Yoshida Takeshi, Kawano Yuji, Sato Kei, Ando Yoshinori, Aoki Jun, Miura Yoshiharu, Komano Jun, Tanaka Yuetsu, Koyanagi Yoshio
Laboratory of Viral Pathogenesis, Institute for Virus Research, Kyoto University, Sakyo-ku, Kyoto 606-8507, Japan.
Traffic. 2008 Apr;9(4):540-58. doi: 10.1111/j.1600-0854.2007.00700.x.

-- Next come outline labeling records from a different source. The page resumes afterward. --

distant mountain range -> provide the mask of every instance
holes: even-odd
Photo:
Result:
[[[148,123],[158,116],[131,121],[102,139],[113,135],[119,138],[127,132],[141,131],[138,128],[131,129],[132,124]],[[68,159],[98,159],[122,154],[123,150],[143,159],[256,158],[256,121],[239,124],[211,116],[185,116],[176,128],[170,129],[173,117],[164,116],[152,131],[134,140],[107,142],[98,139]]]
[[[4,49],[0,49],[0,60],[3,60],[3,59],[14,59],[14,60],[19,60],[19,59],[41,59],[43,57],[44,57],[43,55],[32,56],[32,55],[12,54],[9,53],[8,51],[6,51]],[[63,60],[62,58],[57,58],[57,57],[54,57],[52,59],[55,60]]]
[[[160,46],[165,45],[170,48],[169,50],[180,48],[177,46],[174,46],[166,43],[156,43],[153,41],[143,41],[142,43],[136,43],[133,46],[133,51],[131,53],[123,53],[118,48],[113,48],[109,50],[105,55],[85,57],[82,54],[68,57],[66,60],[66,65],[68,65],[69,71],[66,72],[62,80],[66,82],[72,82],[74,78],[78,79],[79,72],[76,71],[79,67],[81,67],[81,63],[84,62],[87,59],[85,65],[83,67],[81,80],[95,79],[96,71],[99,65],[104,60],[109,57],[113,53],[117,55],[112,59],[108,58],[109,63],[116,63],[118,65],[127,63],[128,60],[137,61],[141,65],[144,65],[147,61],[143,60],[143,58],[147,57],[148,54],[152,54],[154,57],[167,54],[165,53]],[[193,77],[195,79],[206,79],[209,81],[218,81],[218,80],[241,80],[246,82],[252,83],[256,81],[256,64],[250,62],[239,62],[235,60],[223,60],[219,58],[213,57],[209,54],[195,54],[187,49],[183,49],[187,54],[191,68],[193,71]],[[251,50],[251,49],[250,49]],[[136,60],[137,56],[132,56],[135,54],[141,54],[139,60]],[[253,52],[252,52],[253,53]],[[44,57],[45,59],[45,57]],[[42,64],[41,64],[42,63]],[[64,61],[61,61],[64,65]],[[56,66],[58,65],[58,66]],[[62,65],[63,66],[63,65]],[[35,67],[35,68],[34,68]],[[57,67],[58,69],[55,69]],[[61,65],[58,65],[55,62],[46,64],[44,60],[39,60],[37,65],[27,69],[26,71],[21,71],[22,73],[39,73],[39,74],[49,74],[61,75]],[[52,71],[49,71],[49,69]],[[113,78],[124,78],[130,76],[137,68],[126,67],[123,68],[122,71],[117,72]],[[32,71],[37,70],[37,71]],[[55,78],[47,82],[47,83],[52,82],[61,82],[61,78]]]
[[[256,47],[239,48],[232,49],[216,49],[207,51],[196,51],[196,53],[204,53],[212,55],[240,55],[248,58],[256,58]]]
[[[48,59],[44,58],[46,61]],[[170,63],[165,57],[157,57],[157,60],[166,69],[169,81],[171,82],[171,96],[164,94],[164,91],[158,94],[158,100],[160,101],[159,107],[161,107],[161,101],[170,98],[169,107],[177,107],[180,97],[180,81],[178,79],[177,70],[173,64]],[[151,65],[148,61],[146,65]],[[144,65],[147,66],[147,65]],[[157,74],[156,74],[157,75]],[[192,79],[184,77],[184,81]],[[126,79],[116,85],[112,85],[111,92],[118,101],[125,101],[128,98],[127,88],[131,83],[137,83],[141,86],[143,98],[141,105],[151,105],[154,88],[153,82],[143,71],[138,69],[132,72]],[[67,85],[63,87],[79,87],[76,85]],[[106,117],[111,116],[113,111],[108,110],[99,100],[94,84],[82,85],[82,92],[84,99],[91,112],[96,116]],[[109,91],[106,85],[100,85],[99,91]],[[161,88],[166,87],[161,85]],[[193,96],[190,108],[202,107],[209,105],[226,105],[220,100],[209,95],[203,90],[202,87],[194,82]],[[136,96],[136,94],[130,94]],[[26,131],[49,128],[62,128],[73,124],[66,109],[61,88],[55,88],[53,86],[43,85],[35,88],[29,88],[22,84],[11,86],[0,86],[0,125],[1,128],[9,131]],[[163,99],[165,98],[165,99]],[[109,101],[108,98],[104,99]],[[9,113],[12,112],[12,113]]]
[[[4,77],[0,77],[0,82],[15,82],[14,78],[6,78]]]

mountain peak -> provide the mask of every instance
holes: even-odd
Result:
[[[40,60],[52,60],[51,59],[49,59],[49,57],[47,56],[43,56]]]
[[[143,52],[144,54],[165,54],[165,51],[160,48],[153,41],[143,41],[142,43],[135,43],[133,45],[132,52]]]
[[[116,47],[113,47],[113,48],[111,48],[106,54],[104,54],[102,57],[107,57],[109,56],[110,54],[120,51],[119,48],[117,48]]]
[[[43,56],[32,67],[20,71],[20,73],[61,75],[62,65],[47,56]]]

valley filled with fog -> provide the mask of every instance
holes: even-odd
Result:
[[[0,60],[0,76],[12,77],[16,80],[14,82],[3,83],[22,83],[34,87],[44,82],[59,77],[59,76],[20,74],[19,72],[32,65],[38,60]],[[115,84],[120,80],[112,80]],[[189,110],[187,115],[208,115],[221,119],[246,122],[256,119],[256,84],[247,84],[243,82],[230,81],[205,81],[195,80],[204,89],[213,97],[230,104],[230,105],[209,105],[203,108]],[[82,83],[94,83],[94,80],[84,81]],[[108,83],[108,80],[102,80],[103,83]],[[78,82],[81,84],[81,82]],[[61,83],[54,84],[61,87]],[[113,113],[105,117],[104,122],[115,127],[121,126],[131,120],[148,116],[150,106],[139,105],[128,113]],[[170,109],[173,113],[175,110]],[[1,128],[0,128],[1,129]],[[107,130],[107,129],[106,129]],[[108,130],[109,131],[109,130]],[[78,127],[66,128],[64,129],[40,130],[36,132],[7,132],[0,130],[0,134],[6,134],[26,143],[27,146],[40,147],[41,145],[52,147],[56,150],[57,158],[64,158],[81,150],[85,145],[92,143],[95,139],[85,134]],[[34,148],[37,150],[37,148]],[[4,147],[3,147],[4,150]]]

We have discovered that an N-terminal deletion mutant of a membrane protein, CD63, (CD63DeltaN) blocks entry of CXCR4-using, T-cell tropic human immunodeficiency virus type 1 (X4 HIV-1) by suppressing CXCR4 surface expression. This suppression was observed for CXCR4 but not for CD4, CCR5, CD25, CD71 or other tetraspanin proteins. The suppression of CXCR4 expression on the plasma membrane appeared to be caused by mislocalization of CXCR4 and exclusive transportation of CXCR4 toward intracellular organelles, mainly late endosomes/lysosomes. Our data suggest that CXCR4 trafficking can be modified in terms of its recruitment to the plasma membrane without enhancing the degradation or arresting vesicular transport of CXCR4.
我们发现,一种膜蛋白CD63的N端缺失突变体(CD63DeltaN)通过抑制CXCR4的表面表达,阻断了利用CXCR4的T细胞嗜性1型人类免疫缺陷病毒(X4 HIV-1)的进入。这种抑制作用在CXCR4上观察到,但在CD4、CCR5、CD25、CD71或其他四跨膜蛋白上未观察到。质膜上CXCR4表达的抑制似乎是由CXCR4的错误定位以及CXCR4向细胞内细胞器(主要是晚期内体/溶酶体)的排他性运输引起的。我们的数据表明,CXCR4的运输可以在不增强其降解或阻止囊泡运输的情况下,在其向质膜募集方面进行修饰。